IBM racing ahead with component strategy

With Lotus as a lead example, IBM Corp. is working to break down the other software products in its portfolio into sets of components that can be assembled quickly in multiple ways to meet corporate computing needs.

Danny Sabbah, the CTO of the IBM software group, says the goal is to make it faster and less expensive to integrate middleware capabilities pulled from transaction services of the WebSphere Application Server, data from the DB2 database, security and system management services from Tivoli and collaboration from Lotus.

“It is a flavour of our On Demand strategy,” Sabbah says. “We are trying to make our software more reactive to customer needs so people pay a lot less in terms of underlying labour for dynamically created solutions and see a decrease in the amount they spend to integrate products.”

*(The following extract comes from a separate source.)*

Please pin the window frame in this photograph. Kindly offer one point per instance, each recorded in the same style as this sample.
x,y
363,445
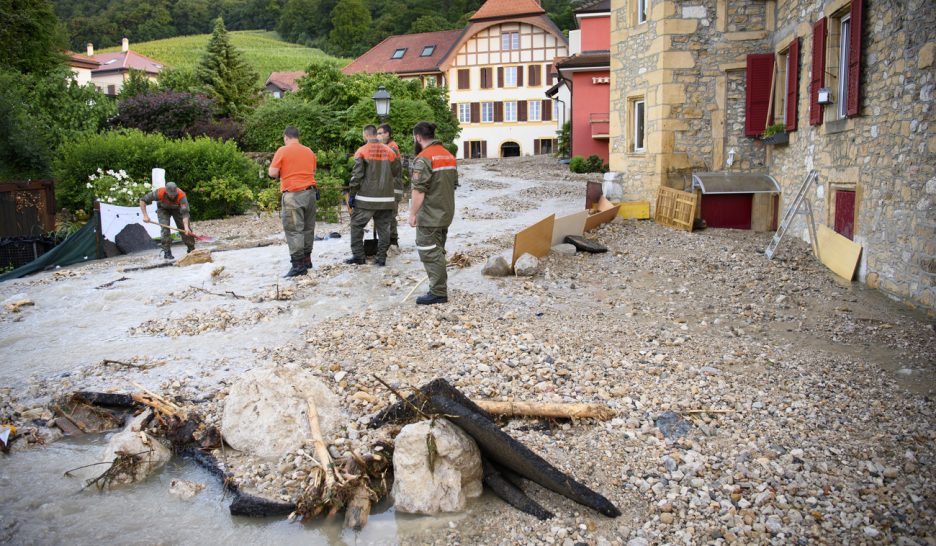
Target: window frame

IBM is training its 12,000 developers to use a common development process that gets away from a production-line mentality of developing software and lets developers build across product lines. The company is using a principle it calls progressive discovery, which is a way to expose interfaces needed for the component model.

Big Blue says it hopes middleware components will allow for the flexibility to pull together quickly select features to support applications.

For example, Sabbah says IBM could offer a data-warehouse bundle that will pull information from various sources and incorporate components of WebSphere for transactional integrity and Tivoli for secure access.

Interest in componentization has been garnered lately by advances in Web services and the evolving set of open standards behind the technology, such as those for security and business process workflow.

To support component integration, IBM also is developing an architecture called the Enterprise Services Bus, which is a sort of integration hub for its middleware components and other components brought together as part of a Web services application, especially those that cross corporate boundaries.

“We are trying to figure out what the first release needs to look like,” Sabbah says.

He says within the next year components will help define how IBM middleware supports a services-oriented architecture, which is basically an infrastructure for tying multiple components into one application or to support a workflow that executes some business process, such as approving a loan.